I suggest to add a guide to help people navigate the household appliances and consumer electronics market. Including in particular the IoT side of the topic. Perhaps there could be two separate guides?
The reason why I think Privacy Guides should have a page about this is that many companies produce common household devices that have baked-in remote network capabilities (impacting security by adding unnecessary attack surface), and they often also invade privacy by including tracking or requiring online accounts for offline functionality. Average consumers are the most affected because they are unaware of such practices (or the implications of such practices), and often do not realise that certain products require unnecessary integrations until after they have made the purchase. Even worse, they could instead be attracted to “smart”/network features, perceiving them as “more technologically advanced”.
Moreover, even tech-savvy people may not know that they should watch out for these kinds of practices: see this recent blog post / video by Jeff Geerling regarding the network and account registration requirements of a new dishwasher he acquired.
An important topic that this guide could cover is the security and privacy aspects of connected devices. And for example the guide should recommend that consumers avoid acquiring devices that unnecessarily connect to the Internet.
Household appliances should never have any kind of remote connectivity capability: a fridge, a microwave, a dishwasher, a washing machine, etc. should never be designed to connect to the Internet (or to require Internet connection even for non-network-related functionality), as this introduces unnecessary attack surface, and can end up preventing people from making use of their devices when network outages occur or if the manufacturer goes out of business and their servers are shut down.
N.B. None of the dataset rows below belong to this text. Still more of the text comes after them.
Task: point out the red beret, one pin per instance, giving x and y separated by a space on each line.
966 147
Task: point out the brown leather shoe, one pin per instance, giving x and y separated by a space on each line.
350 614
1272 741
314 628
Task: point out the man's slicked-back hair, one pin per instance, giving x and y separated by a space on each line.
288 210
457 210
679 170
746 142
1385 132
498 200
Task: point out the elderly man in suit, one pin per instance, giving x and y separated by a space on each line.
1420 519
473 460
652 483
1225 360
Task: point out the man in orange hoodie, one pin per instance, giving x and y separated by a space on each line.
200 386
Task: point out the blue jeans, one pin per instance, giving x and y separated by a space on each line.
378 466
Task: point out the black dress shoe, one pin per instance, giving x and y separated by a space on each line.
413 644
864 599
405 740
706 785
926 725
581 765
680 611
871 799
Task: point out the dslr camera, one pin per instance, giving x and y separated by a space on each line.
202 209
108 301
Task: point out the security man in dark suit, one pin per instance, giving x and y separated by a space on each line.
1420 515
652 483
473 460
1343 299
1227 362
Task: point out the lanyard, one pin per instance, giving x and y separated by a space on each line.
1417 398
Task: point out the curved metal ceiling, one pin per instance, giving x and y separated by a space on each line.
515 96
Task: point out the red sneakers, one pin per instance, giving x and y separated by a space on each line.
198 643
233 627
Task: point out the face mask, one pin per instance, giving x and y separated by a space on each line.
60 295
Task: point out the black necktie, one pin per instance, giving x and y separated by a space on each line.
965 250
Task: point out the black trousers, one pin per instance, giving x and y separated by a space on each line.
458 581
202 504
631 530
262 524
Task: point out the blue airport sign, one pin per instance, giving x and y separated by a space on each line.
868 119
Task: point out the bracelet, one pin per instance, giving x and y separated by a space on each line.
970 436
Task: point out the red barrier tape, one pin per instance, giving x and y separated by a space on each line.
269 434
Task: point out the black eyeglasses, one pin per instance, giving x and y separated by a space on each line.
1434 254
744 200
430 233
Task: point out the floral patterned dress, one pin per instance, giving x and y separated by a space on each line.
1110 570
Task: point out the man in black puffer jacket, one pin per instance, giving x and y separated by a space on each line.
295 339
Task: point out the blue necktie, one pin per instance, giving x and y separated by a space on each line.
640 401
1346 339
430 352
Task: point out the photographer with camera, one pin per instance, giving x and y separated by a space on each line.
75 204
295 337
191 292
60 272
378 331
And even more so, household appliances should not require an online account.
I think a guide on these points wouldn’t be out of place on Privacy Guides, even if it inevitably bleeds into the broader topic of consumer protection and anti-consumer practices, since there are some valid points to be made from a privacy/security perspective.
On the hardware page there is already a brief mention:
All untrusted devices can go [on a separate VLAN], including IoT devices like your smart fridge, thermostat, TV, etc.
The fewer devices you have connected to your network, the less potential attack surface you’ll have
Another source of poor security practices in consumer electronics to talk about is the market of smart cameras / indoor monitoring cameras / doorbell cameras, that if not properly configured can give anyone access to the video streams. Such cameras also bring up privacy concerns from the manufacturers; see this discussion.
Then there is the market of TVs, for which there is already a proposal and a community wiki entry.
And then there is the automotive industry: vehicles are now filled with invasive “smart features”, built-in tracking, remote capabilities, account requirements, …
(A guide on this has already been requested here and here.)
One resource I know is the Mozilla analysis of privacy policies of 25 brands of cars, though I don’t know how reliable it is, as some of the data collection policies analysed were actually from the section of the privacy policy that concerns conversations with employees/tech support (and Mozilla didn’t make this clear). Links to this Mozilla analysis:
- Cars are a Privacy Nightmare: Here’s Why That Matters
- What Data Does My Car Collect About Me and Where Does It Go?
- It’s Official: Cars Are Terrible at Privacy and Security
- https://foundation.mozilla.org/en/privacynotincluded/categories/cars/
And I likely left out many other types of products that have been infected with the IoT/“smartification” disease.